Shani - it was as much the point you wished to derive from Bourdieu that I disagree with as Bourdieu himself. I don't think it's right to make the PhD a more valuable qualification by letting fewer people do it. That's the point I'm mainly disagreeing with. I agree the fewer people who do it though potentially the greater benefit it gives to those people. But if we take that argument further then we put a cap on the number of undergraduates. In reality the numbers of people doing, and who have, a PhD as a proportion of the population are tiny. Give me some useful examples of basic research in the social sciences then Shani that although originally pointless have led to great discoveries?
I can not believe that an educated person would deride social science research in such a manner - how supremely elitist and arrogant of you. I research in the social sciences and I am a heavy consumer of social science research which often influences policy and practice in the world we live in. There are some significantly important issues which need addressing in our so called civilised society and as a woman I have benefited from such research, so have other disenfranchised groups. Do your homework.
I guess your name says something "Radical" Ann - I imagine you are some radical feminist or something? If you bothered to read the whole thread you'd see that I actually believe social science has a major role to play in life - though not abstract social science waffle that serves no one except the ego of the academics who wrote it.
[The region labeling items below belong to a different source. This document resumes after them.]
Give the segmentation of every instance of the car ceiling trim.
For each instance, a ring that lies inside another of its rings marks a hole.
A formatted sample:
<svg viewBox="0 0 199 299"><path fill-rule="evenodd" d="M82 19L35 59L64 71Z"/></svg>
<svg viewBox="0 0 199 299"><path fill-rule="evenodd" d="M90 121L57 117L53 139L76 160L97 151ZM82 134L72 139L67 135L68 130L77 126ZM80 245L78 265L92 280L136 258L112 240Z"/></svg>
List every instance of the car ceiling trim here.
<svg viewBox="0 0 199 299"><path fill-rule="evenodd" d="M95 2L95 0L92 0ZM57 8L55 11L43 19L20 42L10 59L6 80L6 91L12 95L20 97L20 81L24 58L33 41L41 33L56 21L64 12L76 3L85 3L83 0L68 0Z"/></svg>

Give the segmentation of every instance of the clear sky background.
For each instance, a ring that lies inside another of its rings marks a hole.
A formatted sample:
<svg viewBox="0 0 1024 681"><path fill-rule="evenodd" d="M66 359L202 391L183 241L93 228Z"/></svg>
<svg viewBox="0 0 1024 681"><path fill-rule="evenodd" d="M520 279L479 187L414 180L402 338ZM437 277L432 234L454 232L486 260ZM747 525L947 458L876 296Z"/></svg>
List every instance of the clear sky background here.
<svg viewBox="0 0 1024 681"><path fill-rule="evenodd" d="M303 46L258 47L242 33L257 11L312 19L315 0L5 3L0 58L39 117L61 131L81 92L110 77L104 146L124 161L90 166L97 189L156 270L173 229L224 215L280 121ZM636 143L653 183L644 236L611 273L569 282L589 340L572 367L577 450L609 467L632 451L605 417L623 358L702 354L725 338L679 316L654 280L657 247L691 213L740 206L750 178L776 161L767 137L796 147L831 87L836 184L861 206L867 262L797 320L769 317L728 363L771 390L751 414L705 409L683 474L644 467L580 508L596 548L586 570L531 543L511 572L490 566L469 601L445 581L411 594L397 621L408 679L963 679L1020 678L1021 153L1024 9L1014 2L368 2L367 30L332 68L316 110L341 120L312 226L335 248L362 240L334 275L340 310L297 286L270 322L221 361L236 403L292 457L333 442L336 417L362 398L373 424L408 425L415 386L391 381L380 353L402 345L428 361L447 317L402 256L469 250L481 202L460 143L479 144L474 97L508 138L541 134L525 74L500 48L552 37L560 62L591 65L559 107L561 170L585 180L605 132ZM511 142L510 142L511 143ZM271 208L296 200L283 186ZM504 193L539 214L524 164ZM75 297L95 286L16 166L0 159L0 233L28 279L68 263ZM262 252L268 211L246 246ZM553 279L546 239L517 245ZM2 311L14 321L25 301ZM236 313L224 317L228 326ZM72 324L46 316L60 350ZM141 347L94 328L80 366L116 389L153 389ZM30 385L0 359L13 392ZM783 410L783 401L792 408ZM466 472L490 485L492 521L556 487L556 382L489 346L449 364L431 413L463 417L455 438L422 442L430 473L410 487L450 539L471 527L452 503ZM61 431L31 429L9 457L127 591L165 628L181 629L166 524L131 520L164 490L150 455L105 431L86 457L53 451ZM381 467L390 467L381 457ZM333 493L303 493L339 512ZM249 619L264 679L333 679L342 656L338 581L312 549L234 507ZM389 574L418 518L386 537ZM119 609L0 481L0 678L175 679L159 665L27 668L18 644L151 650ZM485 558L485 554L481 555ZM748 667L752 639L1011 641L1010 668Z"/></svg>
Applied social research is very important to society and the economy. I won't enter into pathetic insults with you. That's your occupation obviously. Debate the issue, not the person who says it.
strange - the way you wrote 'radical feminist' was almost, but not quite, a thinly disguised insult. I have read the whole thread and I do not believe there is any kind of research which is beneath contempt. I too do not trade in insults but I do defend my discipline - as it seems, do you.
"Applied social research is very important to society and the economy"
Again, reference to the mighty economy and its importance. What about research for the sake of building knowledge about human societies, without small contributions to which no grandiose links can be made, revised and applied to the course of human life? (e.g. Iraq.)
• Of course, good sociological research can make explicit the link between aspects such as "the economy", state-formation, civilization, changes in human behaviour e.g. violence or etiquette and manners (farting, for example), thus EXPLAINING forms of social life without serving any "higher need" that you feel, in the main, research must feed almost without pause. Your points are mostly fair but they are uncomfortably one-sided and do you a disservice, I feel.